Australia’s COVIDSafe app has been dubbed one of the safest of its kind in the world, after analysis by South Australian cybersecurity experts.
A team from the University of Adelaide’s School of Computer Science made the claim after assessing 34 international Android COVID-19 contact tracing apps for security and privacy vulnerabilities.
Associate Professor Damith Ranasinghe said while most contact tracing apps were vulnerable to attacks, contained trackers or could create false data about cases if hacked, Australia’s version was well designed.
“Developers across the nation have continually improved its security,” he said.
“Everyone in Australia should be using the COVIDSafe app, in our opinion. It’s one of the best of its kind anywhere in the world.”
The study found about 70 per cent of apps posed security risks due to insecure data cryptographic algorithms or by storing sensitive information in plain text.
About 75 per cent also contained at least one tracker, such as Google or Facebook, which collected information about a person’s activities on their mobile devices.
Jason Xue said as part of the assessment, the team identified a potential attack scenario and proposed an idea to mitigate the risk.
“In the latest version of COVIDSafe, developers have encrypted its local database which is stored in the phone, so that even if data is breached, the attacker will not be able to decrypt the data,” Dr Xue said.
The team will now analyse any vulnerabilities associated apps available for Apple iPhone users.

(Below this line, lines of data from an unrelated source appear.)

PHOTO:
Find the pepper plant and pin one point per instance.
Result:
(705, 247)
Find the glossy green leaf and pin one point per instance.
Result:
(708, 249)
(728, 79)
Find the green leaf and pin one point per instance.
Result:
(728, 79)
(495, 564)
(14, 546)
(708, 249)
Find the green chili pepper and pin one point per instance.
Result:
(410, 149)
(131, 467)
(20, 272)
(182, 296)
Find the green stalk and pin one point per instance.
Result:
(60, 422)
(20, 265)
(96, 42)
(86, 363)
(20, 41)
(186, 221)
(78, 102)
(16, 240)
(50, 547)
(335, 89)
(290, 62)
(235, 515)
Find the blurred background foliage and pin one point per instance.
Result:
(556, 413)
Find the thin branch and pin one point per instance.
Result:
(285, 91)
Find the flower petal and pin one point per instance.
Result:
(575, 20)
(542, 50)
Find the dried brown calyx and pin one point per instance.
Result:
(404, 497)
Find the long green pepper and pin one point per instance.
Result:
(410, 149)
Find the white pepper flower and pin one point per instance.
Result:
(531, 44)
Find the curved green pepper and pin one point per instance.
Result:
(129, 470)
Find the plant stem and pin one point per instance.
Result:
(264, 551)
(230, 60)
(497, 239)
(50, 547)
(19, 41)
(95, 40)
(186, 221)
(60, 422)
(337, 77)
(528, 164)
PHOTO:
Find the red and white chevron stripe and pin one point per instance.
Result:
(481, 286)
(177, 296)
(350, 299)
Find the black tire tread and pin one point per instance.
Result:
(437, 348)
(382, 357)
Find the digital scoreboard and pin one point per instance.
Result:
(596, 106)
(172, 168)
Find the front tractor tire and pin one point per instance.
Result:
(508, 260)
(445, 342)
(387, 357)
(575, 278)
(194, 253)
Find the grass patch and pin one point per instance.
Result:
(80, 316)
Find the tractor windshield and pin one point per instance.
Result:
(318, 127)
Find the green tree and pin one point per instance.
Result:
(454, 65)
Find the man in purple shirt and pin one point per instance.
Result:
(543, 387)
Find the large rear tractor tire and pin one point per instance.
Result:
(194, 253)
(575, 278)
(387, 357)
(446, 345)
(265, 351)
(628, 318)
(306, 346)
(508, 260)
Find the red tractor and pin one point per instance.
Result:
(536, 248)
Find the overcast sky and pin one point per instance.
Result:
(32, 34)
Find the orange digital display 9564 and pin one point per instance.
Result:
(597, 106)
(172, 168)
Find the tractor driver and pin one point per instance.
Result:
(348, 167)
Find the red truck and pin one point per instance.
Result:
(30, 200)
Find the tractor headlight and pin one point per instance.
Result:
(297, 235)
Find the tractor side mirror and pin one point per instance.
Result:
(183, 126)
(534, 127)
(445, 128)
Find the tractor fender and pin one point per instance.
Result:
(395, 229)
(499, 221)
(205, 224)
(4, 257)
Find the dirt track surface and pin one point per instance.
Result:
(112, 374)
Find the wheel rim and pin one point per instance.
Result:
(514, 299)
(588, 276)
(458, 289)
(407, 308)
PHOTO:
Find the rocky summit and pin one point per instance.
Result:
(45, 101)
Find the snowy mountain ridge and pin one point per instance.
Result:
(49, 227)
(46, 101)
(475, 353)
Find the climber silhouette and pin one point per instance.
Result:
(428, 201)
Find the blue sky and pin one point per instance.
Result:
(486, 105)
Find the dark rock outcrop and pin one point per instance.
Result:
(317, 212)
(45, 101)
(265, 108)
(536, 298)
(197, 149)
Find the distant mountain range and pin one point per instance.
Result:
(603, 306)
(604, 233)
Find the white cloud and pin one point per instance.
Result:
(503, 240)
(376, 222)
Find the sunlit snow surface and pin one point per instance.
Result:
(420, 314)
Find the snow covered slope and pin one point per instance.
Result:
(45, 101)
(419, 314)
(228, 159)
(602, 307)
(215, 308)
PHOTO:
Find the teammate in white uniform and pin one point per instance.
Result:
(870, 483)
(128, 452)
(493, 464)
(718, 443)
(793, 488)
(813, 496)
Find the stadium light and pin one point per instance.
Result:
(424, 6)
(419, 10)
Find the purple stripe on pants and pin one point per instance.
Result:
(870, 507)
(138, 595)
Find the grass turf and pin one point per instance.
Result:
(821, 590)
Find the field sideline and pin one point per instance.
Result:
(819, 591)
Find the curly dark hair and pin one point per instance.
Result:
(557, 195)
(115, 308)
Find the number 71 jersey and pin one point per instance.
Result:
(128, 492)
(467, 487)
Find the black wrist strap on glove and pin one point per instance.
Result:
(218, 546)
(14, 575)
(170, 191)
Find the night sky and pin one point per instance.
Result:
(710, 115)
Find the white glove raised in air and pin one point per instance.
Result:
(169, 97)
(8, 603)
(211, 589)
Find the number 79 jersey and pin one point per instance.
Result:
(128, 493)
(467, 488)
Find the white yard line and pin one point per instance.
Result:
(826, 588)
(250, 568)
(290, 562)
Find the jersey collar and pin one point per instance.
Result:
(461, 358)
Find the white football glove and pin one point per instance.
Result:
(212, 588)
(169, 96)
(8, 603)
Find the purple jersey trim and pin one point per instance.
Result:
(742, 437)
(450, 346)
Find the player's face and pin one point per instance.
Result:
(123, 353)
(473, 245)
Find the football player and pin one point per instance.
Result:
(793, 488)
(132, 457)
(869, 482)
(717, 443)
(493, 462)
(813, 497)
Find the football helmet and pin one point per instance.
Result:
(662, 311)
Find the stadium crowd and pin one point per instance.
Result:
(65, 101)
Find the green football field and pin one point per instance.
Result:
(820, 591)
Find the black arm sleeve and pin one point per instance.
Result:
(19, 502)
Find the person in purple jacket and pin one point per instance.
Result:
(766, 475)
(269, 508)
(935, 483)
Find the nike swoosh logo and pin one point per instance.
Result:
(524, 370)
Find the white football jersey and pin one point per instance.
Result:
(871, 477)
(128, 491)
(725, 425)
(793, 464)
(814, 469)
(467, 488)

Contact tracing apps record prolonged and close proximity interactions between individuals by using sensing methods, like Bluetooth.
Australia’s was developed to help speed up the process of contact tracing if someone was infected with COVID-19 but it only picks up interactions between those who have installed the app.
Its effectiveness is dependant on the number of people who download it with six million installing it on their phones so far.
In May, legislation was introduced to federal parliament which could hit hackers with a jail sentence of up to five years as well as large fines for illegally accessing data stored by the app.
At the time, Attorney-General Christian Porter said he hoped more Australians would be encouraged to download the app as a result of the proposed privacy laws.